Japanese Promotion Dream has made news recently with several moves to shore up one of their secondary Markets, namely the United States. Dream announced a partnership with HDNet to air the first six installments of Dream on the high definition network. Dream and HDNet began their relationship with the New Year's Yarennoka card, or Fedor Returns as it was marketed here in the states. HDNEt is most likely paying a license fee for each installment of Dream, but not nearly the $1 to 1.5 million they paid for the Yarennoka card, as rumored by Dave Meltzer.

This relationship marks a new path of distribution for the hybrid promotion that combines remnants of the old Pride and Hero's organizations. FEG/K-1 never made any efforts to market their MMA promotion, Hero's, in the states and relied upon time buys on ESPN to promote their global Kickboxing brand in the US. Pride had much more aggressive marketing efforts in the US. Pride's main means of promotion in the US were through their semi-regular slot on FSN and on PPV. Pride went so far as to open up a domestic office and put on two US based cards before selling out to Zuffa. None of these avenues were able to raise Pride above a niche player in the US MMA market.

This new television path may be the most economical and effective one for Dream. With Dream still looking to get solid footing on Japanese broadcast tv, expending funds for a US timebuy would seem to be fool hardy. PPV was also an option but was generally not much of a money maker for Pride, even when they were at their strongest . Most Pride shows did in the neighborhood of 25k to 35k buys, so with their probable 60% take of the 34.95 list price of their PPV they were making around $600k to $700k a show on ppv before you factor in the costs of the ppv like their US Staff, satellite time, etc. The US shows weren't a significant revenue stream for Pride but instead were supported by the Huge Box office they were able to generate in their home market of Japan. As was the case for the IFL when they were on MyNetwork, their cost of television was probably higher than the licensing fees it received for the events, which is detrimental to the bottom line.
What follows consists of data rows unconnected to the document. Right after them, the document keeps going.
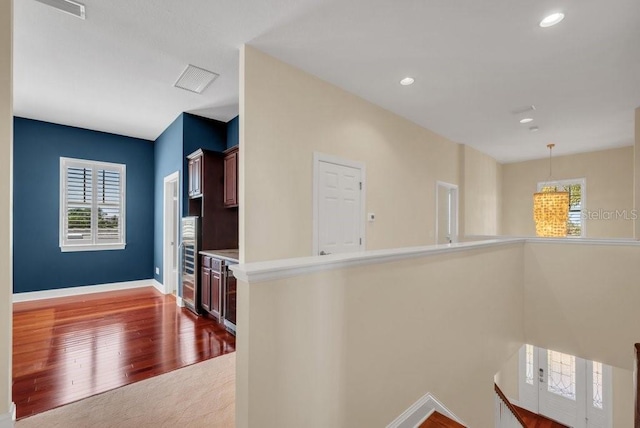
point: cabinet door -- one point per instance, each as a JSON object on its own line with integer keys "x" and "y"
{"x": 205, "y": 293}
{"x": 195, "y": 176}
{"x": 216, "y": 291}
{"x": 230, "y": 299}
{"x": 231, "y": 179}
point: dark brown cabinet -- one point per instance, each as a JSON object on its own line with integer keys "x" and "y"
{"x": 195, "y": 174}
{"x": 231, "y": 178}
{"x": 211, "y": 283}
{"x": 205, "y": 295}
{"x": 219, "y": 224}
{"x": 230, "y": 302}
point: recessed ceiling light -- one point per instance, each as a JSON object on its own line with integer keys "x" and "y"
{"x": 552, "y": 19}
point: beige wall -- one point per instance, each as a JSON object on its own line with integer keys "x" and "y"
{"x": 507, "y": 377}
{"x": 286, "y": 115}
{"x": 609, "y": 175}
{"x": 636, "y": 180}
{"x": 482, "y": 185}
{"x": 356, "y": 347}
{"x": 6, "y": 157}
{"x": 583, "y": 300}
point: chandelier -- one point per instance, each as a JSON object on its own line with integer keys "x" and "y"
{"x": 550, "y": 208}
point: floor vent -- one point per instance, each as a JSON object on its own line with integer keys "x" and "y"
{"x": 195, "y": 79}
{"x": 67, "y": 6}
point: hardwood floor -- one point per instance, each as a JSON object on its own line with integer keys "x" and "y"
{"x": 536, "y": 421}
{"x": 71, "y": 348}
{"x": 438, "y": 420}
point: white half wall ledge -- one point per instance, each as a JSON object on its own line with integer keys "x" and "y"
{"x": 87, "y": 289}
{"x": 7, "y": 420}
{"x": 420, "y": 411}
{"x": 287, "y": 268}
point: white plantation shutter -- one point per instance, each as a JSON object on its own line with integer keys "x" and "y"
{"x": 92, "y": 207}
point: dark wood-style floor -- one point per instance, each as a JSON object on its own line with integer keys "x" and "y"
{"x": 438, "y": 420}
{"x": 536, "y": 421}
{"x": 70, "y": 348}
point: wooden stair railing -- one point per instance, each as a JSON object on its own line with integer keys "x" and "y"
{"x": 509, "y": 405}
{"x": 637, "y": 391}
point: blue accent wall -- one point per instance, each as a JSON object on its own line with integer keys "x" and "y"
{"x": 167, "y": 160}
{"x": 233, "y": 132}
{"x": 38, "y": 262}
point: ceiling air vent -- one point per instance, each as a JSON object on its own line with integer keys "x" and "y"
{"x": 68, "y": 6}
{"x": 195, "y": 79}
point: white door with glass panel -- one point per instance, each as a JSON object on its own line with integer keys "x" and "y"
{"x": 446, "y": 213}
{"x": 565, "y": 388}
{"x": 339, "y": 216}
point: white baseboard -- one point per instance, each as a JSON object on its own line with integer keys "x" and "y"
{"x": 420, "y": 411}
{"x": 7, "y": 420}
{"x": 76, "y": 291}
{"x": 159, "y": 286}
{"x": 514, "y": 402}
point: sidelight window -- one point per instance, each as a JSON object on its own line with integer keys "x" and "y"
{"x": 92, "y": 205}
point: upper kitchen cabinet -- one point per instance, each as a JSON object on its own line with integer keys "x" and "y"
{"x": 195, "y": 173}
{"x": 206, "y": 200}
{"x": 231, "y": 177}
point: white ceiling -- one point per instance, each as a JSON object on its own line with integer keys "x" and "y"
{"x": 474, "y": 63}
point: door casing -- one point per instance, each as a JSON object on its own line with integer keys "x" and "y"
{"x": 322, "y": 157}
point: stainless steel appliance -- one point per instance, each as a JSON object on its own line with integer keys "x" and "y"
{"x": 229, "y": 299}
{"x": 189, "y": 267}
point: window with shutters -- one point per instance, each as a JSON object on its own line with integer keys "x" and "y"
{"x": 577, "y": 189}
{"x": 92, "y": 205}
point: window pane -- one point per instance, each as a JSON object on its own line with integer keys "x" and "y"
{"x": 597, "y": 385}
{"x": 561, "y": 374}
{"x": 92, "y": 212}
{"x": 108, "y": 202}
{"x": 78, "y": 210}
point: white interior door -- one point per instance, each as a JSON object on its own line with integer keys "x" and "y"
{"x": 171, "y": 231}
{"x": 565, "y": 388}
{"x": 446, "y": 213}
{"x": 339, "y": 219}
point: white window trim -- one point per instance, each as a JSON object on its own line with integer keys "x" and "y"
{"x": 583, "y": 187}
{"x": 82, "y": 163}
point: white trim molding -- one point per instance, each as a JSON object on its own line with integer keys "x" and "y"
{"x": 456, "y": 209}
{"x": 420, "y": 411}
{"x": 159, "y": 286}
{"x": 7, "y": 420}
{"x": 77, "y": 291}
{"x": 286, "y": 268}
{"x": 322, "y": 157}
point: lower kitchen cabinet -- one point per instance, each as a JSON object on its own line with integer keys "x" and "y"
{"x": 218, "y": 291}
{"x": 211, "y": 284}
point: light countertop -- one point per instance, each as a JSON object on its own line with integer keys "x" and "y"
{"x": 230, "y": 255}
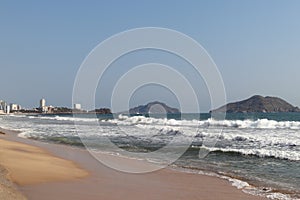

The HDNet is giving them a solid revenue stream through licensing fees and visibility in the US market without a labor or resource intensive structure.

With Dream announcing a strategic partnership with EliteXC, this calls into question the future relationship between Dream and HDNet. Dream and Elite announced that they would continue with talent exchanges between their rosters and also co-promote fight cards with the other in their respective home markets. A natural extension of this relationship would be possible Dream cards moving over to Elite's cable home on Showtime. Dream's future television home in the US could come down to dollars and cents, depending upon which American partner can come up with the higher license fee.